Lorsque tu rentres à ton appartement, le calme nocturne s’est étendu sur la ville. Tu as fait un détour par Teramachi mais pour une fois la marche n’a pas réussi à te calmer. Tu es en proie à un doute lancinant. As-tu pris la bonne décision ? Y en a-t-il seulement une lorsqu’il faut choisir entre la loi et le bien ? En attendant l’ascenseur, tu pianotes fébrilement sur le mur de marbre ; tu sens que tu ne dormiras pas la nuit prochaine. Une fois montée dans la cabine, tu fais les cent pas dans l’espace réduit. Tu as tourné et retourné la situation dans ton esprit jusqu’au vertige. Les diodes des étages s’allument à tour de rôle, lentement, si lentement. Le sang qui te bat dans les tempes résonne comme un tambour.

La porte de l’appartement scanne tes ondes cérébrales puis coulisse en silence. Tu retires tes chaussures et tu prends pied sur le tatami. Déboulant du salon, le petit dragon contourne le chat Replik toujours figé, s’enroule autour de ta jambe puis se love autour de ton cou. Tu flattes sa crinière de plumes et il roucoule de plaisir. Tu t’avances jusqu’à la baie vitrée et tu contemples machinalement le panorama de la ville illuminée.
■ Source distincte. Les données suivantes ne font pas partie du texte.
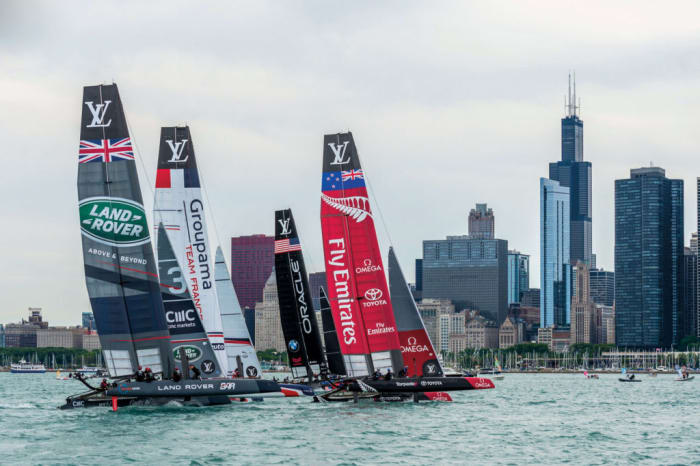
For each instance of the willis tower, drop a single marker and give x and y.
(574, 173)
Hayashi-san a fait un travail remarquable en un temps record. Deyama-san n’a pas vu la différence. « Ramener un petit dragon vert et jaune. » disait le contrat. Techniquement, tu l’as rempli. Techniquement. Y avait-il un moyen de concilier le respect du règlement et l’éthique ? Un moyen que tu n’as pas su voir ?

— J’ai menti pour toi, Dragon-san...
Comme en réponse, le petit animal colle sa tête tiède contre ta joue.